Linda sidled up to her. “I don’t trust Mia,” she said. “I’m just not sure that she is, you know, someone you can depend on.”
Mr. Kenji appeared with a violin case. He held it lovingly before giving it to Alexis.
“I should tell you something about this,” he said. “It was a gift. From your father.”
“My—my father?” Alexis as
ked. She must have misheard him. There was no scrap of anything about her father in the hotel, or in any of her mother’s belongings that she had ever seen. She had never even seen a photo of him.
“Yes. He seemed to have a feeling that—that things would be lost. So he gave it to me for safekeeping.
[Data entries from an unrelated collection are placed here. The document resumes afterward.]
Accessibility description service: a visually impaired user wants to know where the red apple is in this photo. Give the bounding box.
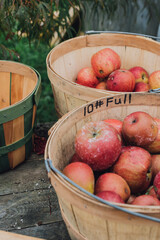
[75,121,122,171]
[153,171,160,199]
[121,146,134,153]
[104,118,123,134]
[134,82,149,92]
[132,195,160,206]
[129,66,149,83]
[113,147,152,194]
[122,111,158,147]
[145,185,157,198]
[63,162,95,193]
[76,67,99,88]
[91,48,121,78]
[106,69,135,92]
[96,191,125,203]
[95,172,131,201]
[151,154,160,178]
[148,70,160,89]
[96,81,107,90]
[69,153,82,163]
[146,118,160,153]
[126,194,136,204]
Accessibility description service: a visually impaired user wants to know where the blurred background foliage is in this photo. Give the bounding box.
[0,0,160,123]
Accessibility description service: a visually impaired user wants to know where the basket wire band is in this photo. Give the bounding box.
[45,159,160,223]
[0,129,33,157]
[0,68,41,124]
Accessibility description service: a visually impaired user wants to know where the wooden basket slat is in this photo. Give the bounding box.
[0,72,10,109]
[0,61,39,171]
[45,93,160,240]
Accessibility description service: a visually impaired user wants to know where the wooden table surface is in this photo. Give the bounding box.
[0,123,70,240]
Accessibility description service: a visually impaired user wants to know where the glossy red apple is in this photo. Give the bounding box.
[96,191,125,203]
[104,118,123,134]
[129,66,149,83]
[75,121,122,171]
[63,162,95,193]
[76,67,99,88]
[126,194,136,204]
[95,172,131,201]
[69,153,82,163]
[131,195,160,206]
[151,154,160,178]
[122,111,158,147]
[96,81,107,90]
[148,70,160,89]
[134,82,149,92]
[146,118,160,153]
[113,147,152,194]
[91,48,121,78]
[153,171,160,199]
[106,69,135,92]
[145,185,157,198]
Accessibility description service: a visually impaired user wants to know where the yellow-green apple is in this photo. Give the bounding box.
[153,171,160,199]
[122,111,158,147]
[91,48,121,78]
[96,191,125,203]
[148,70,160,89]
[113,147,152,194]
[146,118,160,153]
[63,162,95,193]
[75,121,122,171]
[95,172,131,201]
[76,67,99,88]
[96,81,107,90]
[106,69,135,92]
[129,66,149,83]
[151,154,160,178]
[134,82,149,92]
[131,194,160,206]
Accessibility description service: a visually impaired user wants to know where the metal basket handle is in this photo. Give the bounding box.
[85,30,160,41]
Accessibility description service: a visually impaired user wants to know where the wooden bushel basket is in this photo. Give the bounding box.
[0,61,41,172]
[46,33,160,117]
[45,93,160,240]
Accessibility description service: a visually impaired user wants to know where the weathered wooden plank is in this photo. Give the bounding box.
[0,189,62,230]
[0,231,44,240]
[0,123,70,240]
[9,221,70,240]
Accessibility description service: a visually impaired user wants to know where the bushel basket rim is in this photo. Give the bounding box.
[0,60,41,112]
[46,31,160,94]
[44,93,160,222]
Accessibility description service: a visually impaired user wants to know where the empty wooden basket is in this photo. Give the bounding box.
[46,33,160,117]
[0,61,41,172]
[45,93,160,240]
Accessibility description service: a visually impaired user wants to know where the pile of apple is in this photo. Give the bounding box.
[63,111,160,206]
[75,48,160,92]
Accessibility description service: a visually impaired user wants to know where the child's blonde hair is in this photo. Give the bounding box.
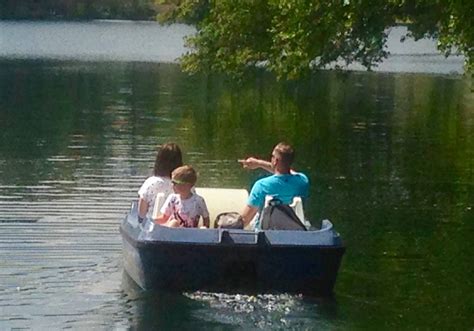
[171,165,197,185]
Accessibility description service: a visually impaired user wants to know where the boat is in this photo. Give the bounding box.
[120,188,345,296]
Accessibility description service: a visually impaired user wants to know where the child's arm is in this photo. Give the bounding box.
[153,214,171,224]
[202,216,211,229]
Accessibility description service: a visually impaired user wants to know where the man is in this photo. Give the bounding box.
[239,142,309,225]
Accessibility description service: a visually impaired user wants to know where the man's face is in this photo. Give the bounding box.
[270,149,279,169]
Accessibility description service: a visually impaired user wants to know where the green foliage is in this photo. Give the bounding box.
[160,0,474,79]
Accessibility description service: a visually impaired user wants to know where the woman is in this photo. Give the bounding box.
[138,143,183,218]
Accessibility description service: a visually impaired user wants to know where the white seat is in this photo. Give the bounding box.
[196,187,249,227]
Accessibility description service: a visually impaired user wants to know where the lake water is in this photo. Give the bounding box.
[0,22,474,330]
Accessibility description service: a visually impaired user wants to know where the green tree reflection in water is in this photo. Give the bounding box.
[0,61,474,329]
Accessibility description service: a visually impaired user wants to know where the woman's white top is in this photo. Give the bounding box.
[138,176,173,218]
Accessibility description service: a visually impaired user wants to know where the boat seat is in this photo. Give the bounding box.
[152,192,165,219]
[265,195,306,225]
[152,187,249,227]
[196,187,249,227]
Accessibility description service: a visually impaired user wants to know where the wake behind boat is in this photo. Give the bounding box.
[120,188,345,295]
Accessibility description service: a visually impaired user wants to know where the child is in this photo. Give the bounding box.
[155,165,209,228]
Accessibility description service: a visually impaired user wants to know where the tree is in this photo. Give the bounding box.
[161,0,474,79]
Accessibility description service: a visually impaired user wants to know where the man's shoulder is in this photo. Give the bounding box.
[292,171,309,182]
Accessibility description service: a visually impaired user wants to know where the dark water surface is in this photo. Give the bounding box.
[0,27,474,330]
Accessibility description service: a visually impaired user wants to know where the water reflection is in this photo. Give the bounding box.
[0,60,474,329]
[122,272,337,330]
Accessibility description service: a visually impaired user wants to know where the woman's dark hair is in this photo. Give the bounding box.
[153,143,183,177]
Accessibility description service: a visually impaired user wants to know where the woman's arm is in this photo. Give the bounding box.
[138,198,149,218]
[153,214,171,224]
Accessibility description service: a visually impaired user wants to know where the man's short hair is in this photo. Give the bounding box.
[274,142,295,167]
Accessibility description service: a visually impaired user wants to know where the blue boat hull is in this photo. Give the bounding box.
[120,204,345,295]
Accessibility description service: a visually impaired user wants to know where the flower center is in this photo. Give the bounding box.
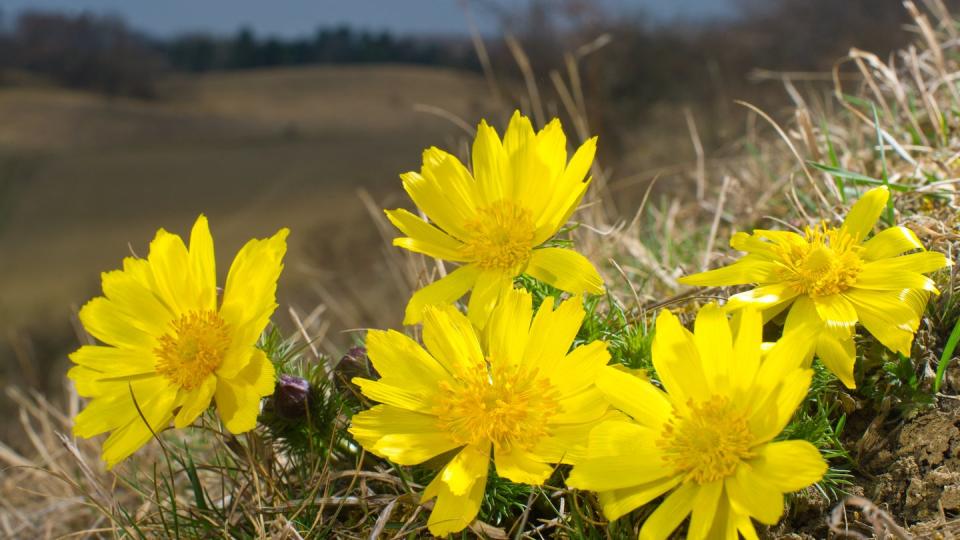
[433,366,559,449]
[779,223,863,298]
[657,396,753,484]
[464,200,536,272]
[154,310,230,390]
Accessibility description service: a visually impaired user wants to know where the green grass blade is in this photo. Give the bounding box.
[933,319,960,393]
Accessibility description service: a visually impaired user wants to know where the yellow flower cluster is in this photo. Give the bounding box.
[69,108,947,538]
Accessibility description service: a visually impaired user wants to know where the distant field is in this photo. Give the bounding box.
[0,66,486,396]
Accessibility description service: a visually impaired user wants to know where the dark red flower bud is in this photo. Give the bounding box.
[273,375,310,419]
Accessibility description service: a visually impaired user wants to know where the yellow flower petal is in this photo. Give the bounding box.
[530,411,628,465]
[725,465,783,525]
[403,264,480,324]
[384,208,467,262]
[230,349,277,397]
[70,378,173,438]
[567,421,672,491]
[756,321,824,389]
[813,294,857,328]
[597,475,683,520]
[423,306,486,374]
[101,261,173,336]
[349,405,460,465]
[79,296,157,352]
[70,345,155,379]
[173,375,217,429]
[101,385,177,468]
[493,448,553,486]
[400,154,479,240]
[846,289,920,356]
[728,308,763,388]
[365,330,449,390]
[687,480,723,538]
[653,309,710,409]
[745,369,813,442]
[693,303,732,387]
[472,120,513,205]
[863,251,950,274]
[856,265,940,294]
[843,186,890,240]
[484,289,533,372]
[640,484,700,540]
[817,330,857,388]
[214,377,260,435]
[596,367,673,430]
[188,214,217,309]
[420,454,487,537]
[503,118,567,221]
[535,137,597,238]
[147,229,204,313]
[525,248,604,294]
[726,283,800,321]
[440,445,490,495]
[217,229,290,378]
[750,441,827,493]
[550,388,609,425]
[467,270,513,329]
[523,297,584,375]
[350,377,434,413]
[863,226,923,261]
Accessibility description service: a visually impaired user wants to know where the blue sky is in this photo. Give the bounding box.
[0,0,736,37]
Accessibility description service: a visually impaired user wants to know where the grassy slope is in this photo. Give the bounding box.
[0,66,485,371]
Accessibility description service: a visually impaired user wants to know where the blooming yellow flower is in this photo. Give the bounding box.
[680,187,949,388]
[67,216,289,467]
[567,304,826,539]
[350,289,610,536]
[386,112,603,327]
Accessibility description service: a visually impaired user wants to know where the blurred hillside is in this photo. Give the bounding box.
[0,0,957,430]
[0,66,486,400]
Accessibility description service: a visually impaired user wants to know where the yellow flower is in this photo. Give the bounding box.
[350,289,610,536]
[386,112,603,327]
[567,304,826,539]
[67,216,289,467]
[680,187,949,388]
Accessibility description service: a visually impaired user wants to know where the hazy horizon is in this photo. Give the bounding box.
[0,0,736,38]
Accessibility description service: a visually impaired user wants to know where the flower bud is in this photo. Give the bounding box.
[273,374,310,419]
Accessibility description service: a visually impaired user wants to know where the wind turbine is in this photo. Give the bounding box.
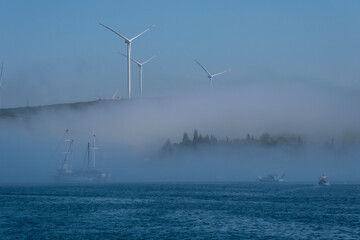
[120,53,157,97]
[0,63,4,108]
[99,23,155,98]
[194,60,230,86]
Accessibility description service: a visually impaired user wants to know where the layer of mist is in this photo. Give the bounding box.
[0,82,360,184]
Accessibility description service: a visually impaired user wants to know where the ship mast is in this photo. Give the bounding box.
[63,129,74,170]
[91,134,98,168]
[88,143,90,170]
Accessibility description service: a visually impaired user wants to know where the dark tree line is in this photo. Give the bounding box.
[162,129,304,152]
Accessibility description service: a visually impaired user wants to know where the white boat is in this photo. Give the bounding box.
[319,174,330,186]
[55,130,110,183]
[258,173,285,182]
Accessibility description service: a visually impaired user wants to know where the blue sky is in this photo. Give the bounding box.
[0,0,360,107]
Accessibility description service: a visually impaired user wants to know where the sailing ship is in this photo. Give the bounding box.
[55,130,110,183]
[258,173,285,182]
[319,174,330,186]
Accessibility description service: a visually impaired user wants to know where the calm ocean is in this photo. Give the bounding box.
[0,183,360,240]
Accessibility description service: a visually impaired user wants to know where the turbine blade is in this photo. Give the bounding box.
[194,60,211,76]
[0,63,4,82]
[212,69,230,77]
[99,23,131,41]
[119,52,141,65]
[130,25,155,42]
[111,89,119,99]
[141,55,157,65]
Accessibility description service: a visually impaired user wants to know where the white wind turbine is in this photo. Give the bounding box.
[194,60,230,86]
[120,53,157,97]
[0,63,4,108]
[100,23,155,98]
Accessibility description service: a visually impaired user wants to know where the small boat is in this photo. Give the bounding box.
[258,173,285,182]
[55,130,110,183]
[319,174,330,186]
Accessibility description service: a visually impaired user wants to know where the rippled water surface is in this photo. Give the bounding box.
[0,183,360,239]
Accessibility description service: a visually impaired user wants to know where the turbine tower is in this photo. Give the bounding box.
[120,53,157,97]
[194,60,230,86]
[100,23,155,98]
[0,63,4,109]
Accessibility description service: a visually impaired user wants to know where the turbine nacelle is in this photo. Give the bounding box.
[194,60,230,85]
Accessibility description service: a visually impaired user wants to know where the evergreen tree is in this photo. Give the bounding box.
[181,132,191,146]
[193,129,199,144]
[204,135,210,144]
[161,139,172,152]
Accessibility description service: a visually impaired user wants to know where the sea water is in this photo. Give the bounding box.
[0,183,360,239]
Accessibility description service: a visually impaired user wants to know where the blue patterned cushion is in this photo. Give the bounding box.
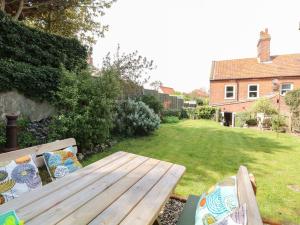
[44,146,82,180]
[0,155,42,204]
[195,177,238,225]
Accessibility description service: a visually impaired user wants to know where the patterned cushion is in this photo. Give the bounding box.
[0,155,42,204]
[215,204,247,225]
[195,177,238,225]
[44,147,82,180]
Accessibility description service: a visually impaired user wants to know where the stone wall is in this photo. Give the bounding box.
[0,91,55,121]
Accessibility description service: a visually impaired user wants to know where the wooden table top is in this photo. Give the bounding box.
[0,152,185,225]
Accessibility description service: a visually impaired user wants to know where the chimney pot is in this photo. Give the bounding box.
[257,28,271,62]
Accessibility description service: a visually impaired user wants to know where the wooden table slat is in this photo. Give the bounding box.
[120,165,185,225]
[0,151,128,213]
[27,155,148,225]
[16,151,137,221]
[57,159,159,225]
[89,162,172,225]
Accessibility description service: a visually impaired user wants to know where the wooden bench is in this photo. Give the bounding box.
[177,166,263,225]
[0,138,77,167]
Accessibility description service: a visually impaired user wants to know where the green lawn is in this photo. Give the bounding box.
[84,120,300,224]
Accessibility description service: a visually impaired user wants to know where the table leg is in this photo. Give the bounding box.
[153,218,161,225]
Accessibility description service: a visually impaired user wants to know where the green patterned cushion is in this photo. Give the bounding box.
[44,146,82,180]
[0,155,42,204]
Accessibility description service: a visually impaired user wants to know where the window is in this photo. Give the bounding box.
[248,84,259,98]
[280,84,293,95]
[225,85,235,99]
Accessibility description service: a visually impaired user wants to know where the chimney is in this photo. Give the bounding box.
[257,28,271,62]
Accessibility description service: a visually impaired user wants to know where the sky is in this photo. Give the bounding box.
[93,0,300,92]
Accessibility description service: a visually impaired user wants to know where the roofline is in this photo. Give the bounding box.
[210,74,300,82]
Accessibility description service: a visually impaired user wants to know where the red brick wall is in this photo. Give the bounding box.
[210,77,300,114]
In case of an emergency. And this seems to be that emergency.”
Alexis put her arms around Mr. Kenji. Now she was going to go ahead and cry. “Oh, Mr. Kenji. You are so sweet!”
All this was interrupted by the furious cawing of a crow. LJ and Habib were back. “I’ve got work to do at the perfume factory,” said LJ, “so I’m going now.”
“Oh, LJ, we’ve got a plan,” Alexis said. “These are the bravest people I have ever met in my life.”
“What’s the plan?” he asked. “Now that you think you can meet with your uncle by yourself—”
“I will meet Uncle Burr by myself! You know he can’t stand you.” She was determined to not let LJ bring her down. “I’m going to do it for Mom.”
“Edith trusts me,” he said. “She knows that I have always had your best interests in mind.”
Alexis wilted a bit. “I know you have. I trust you. I’ve just got to do this. And the crew here has decided to put on a concert. Mia is going to organize it.”
Alexis was blue-skying now. “We’re going to rent the Paramount Theatre and sell tickets, and Mia’s band is going to play, and the residents of the Angeline are going to tell stories. Just like A Prairie Home Companion. Or The Vinyl Cafe. Mr. Kenji even volunteered a violin that he had been keeping for me.”
“For you?”
“From my dad. Oh, LJ—he actually left me something! A violin!”
LJ stopped moving. Even Habib fell silent. “A what?”
“A violin. It’s mine. Mr. Kenji has kept it all this time.”
LJ began to tremble. He started walking around in circles, Habib flying a bit to keep up with his shoulder. “A violin.”
LJ whirled around and focused on Alexis. “Do you know how long I have been looking for that thing?”
“What? What are you talking about?”
LJ tried to get control of himself. “It’s just . . . it’s not that important. It was just something—actually, do you think I could borrow it, just for a little while? I need it for a project I’m working on.”